Depending on who you ask the market for AI semiconductors is somewhere between a few billion and infinity dollars. We are firmly in the realm of high expectations when it comes to the category, and determining more precise market size estimates is important for the large group of people making investment decisions in the coming year.
Right now, the world is fixated on Nvidia’s dominant position in the market, but it is important to pick that apart a bit. Nvidia is clearly the leader in the market for training chips, but that only makes up about 10%-20% of the demand for AI chips. There is a far larger market for Inference chips, which take trained models and answer user questions. So it is a much bigger market, and no one, not even Nvidia, has a lock on this market.
Next, we have to break the market down even further. Users will need inference done in both the edge and the cloud. Cloud inference will be a function of data center demand. The total market for data center semis today is about $50 billion (not counting memory, which is admittedly a big omission). This inference market is already large but also fairly fragmented. Nvidia admittedly has a large share of this already, probably the largest share as so much AI work is done on GPUs. AMD is targeting this market as well, but they come at it behind a big gap with Nvidia. And this is a place where the hyperscalers are using a lot of their homegrown chips – AWS on inferentia and Google on TPU, to name just two. It is also worth remembering that much of this work is still done on CPU, especially with high-end GPUs in short supply. This corner of the market is going to remain highly competitive for the foreseeable future. Like AMD, this is the market that all the other CPU, GPU and accelerator vendors are going to fight over with a healthy mix of products.

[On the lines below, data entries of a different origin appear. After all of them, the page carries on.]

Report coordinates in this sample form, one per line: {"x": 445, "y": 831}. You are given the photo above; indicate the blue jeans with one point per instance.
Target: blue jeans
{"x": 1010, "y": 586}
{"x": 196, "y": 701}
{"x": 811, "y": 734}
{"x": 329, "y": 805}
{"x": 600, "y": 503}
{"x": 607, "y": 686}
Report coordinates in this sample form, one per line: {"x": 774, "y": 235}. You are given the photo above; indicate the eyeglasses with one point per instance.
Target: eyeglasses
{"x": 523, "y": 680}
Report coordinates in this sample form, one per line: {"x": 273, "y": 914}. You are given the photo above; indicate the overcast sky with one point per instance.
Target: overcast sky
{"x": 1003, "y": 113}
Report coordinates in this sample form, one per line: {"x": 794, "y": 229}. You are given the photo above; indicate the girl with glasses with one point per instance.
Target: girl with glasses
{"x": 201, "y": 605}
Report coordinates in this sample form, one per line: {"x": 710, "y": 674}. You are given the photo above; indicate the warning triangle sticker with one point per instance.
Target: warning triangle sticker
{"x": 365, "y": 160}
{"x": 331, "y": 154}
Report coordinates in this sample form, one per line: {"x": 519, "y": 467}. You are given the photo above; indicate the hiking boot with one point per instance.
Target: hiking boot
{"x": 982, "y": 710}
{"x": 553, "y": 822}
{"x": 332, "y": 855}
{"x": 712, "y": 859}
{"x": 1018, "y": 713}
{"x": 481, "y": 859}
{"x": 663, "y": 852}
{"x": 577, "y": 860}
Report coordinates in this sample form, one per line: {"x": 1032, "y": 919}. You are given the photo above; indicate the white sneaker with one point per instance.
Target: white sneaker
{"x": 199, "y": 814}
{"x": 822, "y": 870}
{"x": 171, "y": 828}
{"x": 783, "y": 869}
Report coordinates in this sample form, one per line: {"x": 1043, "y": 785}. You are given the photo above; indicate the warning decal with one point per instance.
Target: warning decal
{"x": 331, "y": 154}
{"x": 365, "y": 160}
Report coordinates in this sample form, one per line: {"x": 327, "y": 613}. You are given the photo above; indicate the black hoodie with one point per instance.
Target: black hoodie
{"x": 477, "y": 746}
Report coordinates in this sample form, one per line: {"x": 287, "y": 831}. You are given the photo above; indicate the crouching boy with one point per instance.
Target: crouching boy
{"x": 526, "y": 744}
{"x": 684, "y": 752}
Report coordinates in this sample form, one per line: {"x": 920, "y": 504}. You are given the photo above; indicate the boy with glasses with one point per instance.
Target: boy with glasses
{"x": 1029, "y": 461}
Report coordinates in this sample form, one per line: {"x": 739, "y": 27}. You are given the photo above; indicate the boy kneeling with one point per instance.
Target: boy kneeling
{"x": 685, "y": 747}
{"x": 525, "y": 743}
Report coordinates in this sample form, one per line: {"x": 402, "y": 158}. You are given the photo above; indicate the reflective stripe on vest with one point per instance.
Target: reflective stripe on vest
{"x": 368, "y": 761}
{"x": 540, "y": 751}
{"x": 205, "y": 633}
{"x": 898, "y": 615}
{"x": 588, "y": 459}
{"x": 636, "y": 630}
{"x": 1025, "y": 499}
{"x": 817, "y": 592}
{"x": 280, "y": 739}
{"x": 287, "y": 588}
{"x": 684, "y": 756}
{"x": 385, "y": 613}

Which brings us to the other big opportunity – Inference at the Edge. Edge is a widely abused term, but for our purposes here we are really referring to any device in the hands of an end-user. Today this largely consists of smartphones and PCs, but is expanding into other areas like cameras, robots, industrial systems and cars. Forecasting the size of this market is not easy. Beyond the widening scope of usage, much of the silicon for these devices is likely to be bundled into some System on a Chip (SoC) that runs all the functions of those devices.

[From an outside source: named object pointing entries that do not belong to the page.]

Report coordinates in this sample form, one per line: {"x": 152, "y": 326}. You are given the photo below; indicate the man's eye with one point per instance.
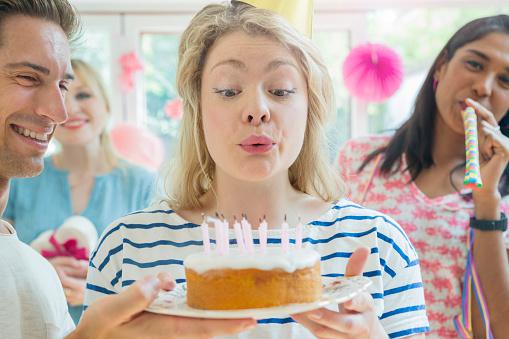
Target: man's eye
{"x": 228, "y": 93}
{"x": 82, "y": 96}
{"x": 282, "y": 92}
{"x": 26, "y": 78}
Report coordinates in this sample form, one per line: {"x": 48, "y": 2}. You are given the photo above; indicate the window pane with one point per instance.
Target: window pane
{"x": 334, "y": 47}
{"x": 159, "y": 54}
{"x": 417, "y": 35}
{"x": 91, "y": 48}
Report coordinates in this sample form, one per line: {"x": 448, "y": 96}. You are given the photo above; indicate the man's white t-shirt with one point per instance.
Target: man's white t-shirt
{"x": 32, "y": 301}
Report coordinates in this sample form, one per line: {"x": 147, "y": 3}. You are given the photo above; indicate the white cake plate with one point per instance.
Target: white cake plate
{"x": 335, "y": 291}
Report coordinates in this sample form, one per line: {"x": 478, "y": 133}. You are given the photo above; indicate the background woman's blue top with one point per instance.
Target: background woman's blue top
{"x": 43, "y": 202}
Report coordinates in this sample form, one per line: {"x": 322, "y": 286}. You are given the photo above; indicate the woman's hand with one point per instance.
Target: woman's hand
{"x": 72, "y": 274}
{"x": 356, "y": 318}
{"x": 493, "y": 150}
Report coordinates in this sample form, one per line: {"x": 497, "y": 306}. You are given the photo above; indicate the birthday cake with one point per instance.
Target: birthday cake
{"x": 265, "y": 278}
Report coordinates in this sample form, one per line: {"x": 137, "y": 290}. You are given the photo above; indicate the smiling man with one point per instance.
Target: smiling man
{"x": 35, "y": 72}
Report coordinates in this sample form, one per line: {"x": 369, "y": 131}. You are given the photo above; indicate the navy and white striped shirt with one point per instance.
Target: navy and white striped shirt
{"x": 157, "y": 239}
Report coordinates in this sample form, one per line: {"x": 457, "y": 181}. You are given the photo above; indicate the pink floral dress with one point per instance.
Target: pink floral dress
{"x": 437, "y": 227}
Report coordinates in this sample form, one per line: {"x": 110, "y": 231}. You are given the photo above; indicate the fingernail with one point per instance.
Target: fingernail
{"x": 315, "y": 316}
{"x": 150, "y": 287}
{"x": 249, "y": 325}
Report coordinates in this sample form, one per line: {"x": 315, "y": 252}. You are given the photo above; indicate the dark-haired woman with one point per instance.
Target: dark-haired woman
{"x": 416, "y": 176}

The best example of this is the iPhone which already dedicates considerable chip area to AI cores in its A-Series processor. By some metrics, AI content already occupies 20% of the A-Series chips which is sizable when we consider that the other 80% has to run everything else on the phone. And there are many, many other companies pursuing SoC AI strategies.
Of course, a major question in the AI-sphere nowadays is how much compute power do we need to run the latest large language models (LLM) like GPT and Stable Diffusion. There is clearly immense interest in getting these models to run on the lightest compute footprint possible, and the open source community has made some major advances in just a short period of time on this front.

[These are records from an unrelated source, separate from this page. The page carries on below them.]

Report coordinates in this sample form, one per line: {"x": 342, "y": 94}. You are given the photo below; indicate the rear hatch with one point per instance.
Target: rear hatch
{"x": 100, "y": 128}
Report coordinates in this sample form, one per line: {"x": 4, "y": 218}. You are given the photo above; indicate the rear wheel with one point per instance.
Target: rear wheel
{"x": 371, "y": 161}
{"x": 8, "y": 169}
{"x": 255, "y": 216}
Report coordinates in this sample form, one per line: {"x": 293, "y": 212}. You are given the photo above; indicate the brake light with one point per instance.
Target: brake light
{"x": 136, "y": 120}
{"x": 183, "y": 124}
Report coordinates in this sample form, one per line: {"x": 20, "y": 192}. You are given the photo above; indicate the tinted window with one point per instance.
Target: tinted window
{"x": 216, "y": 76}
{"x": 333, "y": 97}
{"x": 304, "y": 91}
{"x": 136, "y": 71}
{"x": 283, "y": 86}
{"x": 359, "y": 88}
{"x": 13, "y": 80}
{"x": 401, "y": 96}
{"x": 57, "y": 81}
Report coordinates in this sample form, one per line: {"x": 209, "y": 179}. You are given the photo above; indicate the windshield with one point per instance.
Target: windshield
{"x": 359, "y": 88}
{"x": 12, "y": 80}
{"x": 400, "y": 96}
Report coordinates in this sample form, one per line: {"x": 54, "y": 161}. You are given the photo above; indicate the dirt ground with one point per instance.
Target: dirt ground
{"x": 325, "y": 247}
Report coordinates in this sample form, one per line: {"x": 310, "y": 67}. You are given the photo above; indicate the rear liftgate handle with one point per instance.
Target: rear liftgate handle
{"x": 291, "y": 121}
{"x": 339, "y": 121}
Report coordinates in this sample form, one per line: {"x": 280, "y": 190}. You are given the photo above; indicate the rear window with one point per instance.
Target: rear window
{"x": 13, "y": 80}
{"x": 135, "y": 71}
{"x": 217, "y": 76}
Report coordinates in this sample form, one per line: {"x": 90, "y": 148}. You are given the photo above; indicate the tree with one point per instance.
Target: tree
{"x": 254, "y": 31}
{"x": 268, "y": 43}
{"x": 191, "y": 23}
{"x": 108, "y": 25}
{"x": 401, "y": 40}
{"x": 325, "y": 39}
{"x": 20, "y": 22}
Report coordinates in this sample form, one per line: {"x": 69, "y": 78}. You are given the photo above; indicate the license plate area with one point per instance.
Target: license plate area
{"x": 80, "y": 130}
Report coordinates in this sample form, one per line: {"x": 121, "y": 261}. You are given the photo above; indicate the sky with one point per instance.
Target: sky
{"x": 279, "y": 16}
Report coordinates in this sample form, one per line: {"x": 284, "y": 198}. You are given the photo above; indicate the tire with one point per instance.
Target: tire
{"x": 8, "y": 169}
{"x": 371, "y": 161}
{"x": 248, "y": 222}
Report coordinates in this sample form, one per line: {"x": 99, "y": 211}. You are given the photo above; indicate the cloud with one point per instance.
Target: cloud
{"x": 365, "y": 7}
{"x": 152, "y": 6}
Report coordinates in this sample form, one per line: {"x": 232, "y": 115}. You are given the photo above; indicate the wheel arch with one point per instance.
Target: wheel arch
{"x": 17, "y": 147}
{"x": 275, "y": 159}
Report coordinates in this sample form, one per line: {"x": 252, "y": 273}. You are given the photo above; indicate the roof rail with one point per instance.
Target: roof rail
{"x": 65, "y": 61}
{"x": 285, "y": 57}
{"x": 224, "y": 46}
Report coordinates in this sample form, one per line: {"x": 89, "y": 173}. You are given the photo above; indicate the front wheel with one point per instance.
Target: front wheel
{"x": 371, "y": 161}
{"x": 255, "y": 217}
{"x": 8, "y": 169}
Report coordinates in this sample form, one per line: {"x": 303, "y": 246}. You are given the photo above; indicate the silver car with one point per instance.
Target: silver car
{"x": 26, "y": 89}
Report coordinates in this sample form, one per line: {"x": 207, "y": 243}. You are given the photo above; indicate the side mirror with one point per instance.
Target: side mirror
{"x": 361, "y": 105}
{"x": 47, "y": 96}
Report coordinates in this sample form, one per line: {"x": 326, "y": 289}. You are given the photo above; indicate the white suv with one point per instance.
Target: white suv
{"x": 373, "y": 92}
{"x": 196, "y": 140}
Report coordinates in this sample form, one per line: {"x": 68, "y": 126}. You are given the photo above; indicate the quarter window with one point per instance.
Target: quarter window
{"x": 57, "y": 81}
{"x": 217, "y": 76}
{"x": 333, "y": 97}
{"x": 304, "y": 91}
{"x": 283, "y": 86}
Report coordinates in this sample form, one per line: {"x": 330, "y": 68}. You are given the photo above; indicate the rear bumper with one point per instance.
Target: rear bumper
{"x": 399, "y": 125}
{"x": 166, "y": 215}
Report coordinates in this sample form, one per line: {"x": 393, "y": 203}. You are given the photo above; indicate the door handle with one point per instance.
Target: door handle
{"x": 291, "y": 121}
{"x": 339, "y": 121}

All of this means that the Edge Inference market is likely to remain highly fragmented. Probably the best way to think of this is to assume that for existing categories, like phones and PCs, the AI silicon will come from the companies that already provide the chips powering those devices, like Qualcomm and Intel/AMD.
As we said at the outset, finding reliable forecasts for the size of the AI silicon market is very hard to do right now. This is not helped by the fact that no one is exactly clear on how they will actually use LLMs and other models for actual work. Then there is the question of what to count and how to count it. If a hyperscaler buys a few hundred thousand CPUs which will run neural networks as well as more traditional workloads, or someone adds a few dozen square millimeters of AI blocs to their SoC – how do we count those? Right now, our rough rule of thumb is that the market for AI silicon will breakdown to about 15% for training, 45% for data center inference and 40% for edge inference.
This has some important implications for anyone contemplating entering the fray. For the foreseeable future, Nvidia will have a lock on the training market. The data center inference market looks attractive but already boasts a dozen companies vying for some share of that including the giants like Nvidia, AMD and Intel, plus Roll Your Own internal silicon from the customers. Edge inference is also likely to be dominated by existing vendors of traditional silicon, who are all busily investing in supporting transformers and LLMs. What is left for new entrants? There are basically four options from what we can see.
- Supply IP or chiplets to one of the SoC vendors. This has the advantage of having fairly low capital requirements, let your customer write checks to TSMC. There are a lot of customers trying to build SoCs, and while they may want to do everything themselves, many will take the smarter approach of getting help where they need it.
- Build up a big (really big) war chest and go after the data center market. This is challenging for many reasons, not least the number of customers is small, but the rewards are massive.
- Find some new edge device that could benefit from a tailored solution. Forget about phones and laptops, instead look to cameras, robots, industrial systems, etc. This is not easy either. Some of these devices are very cheap and so they cannot support chips with high ASPs. A few years ago, we saw dozens of pitches for companies looking to do low-power AI on cameras and drones. Very few of those survive.
- Finally, there is automotive, the Great Hope of the whole industry. This market is still highly fragmented and somewhat nebulous. There is not a lot time to gain entry here, but there is massive opportunity.
Put simply, the market for AI is largely already spoken for. This does not mean abandon hope all ye who enter, but companies will need to be incredibly focussed and very careful what markets and customers they choose.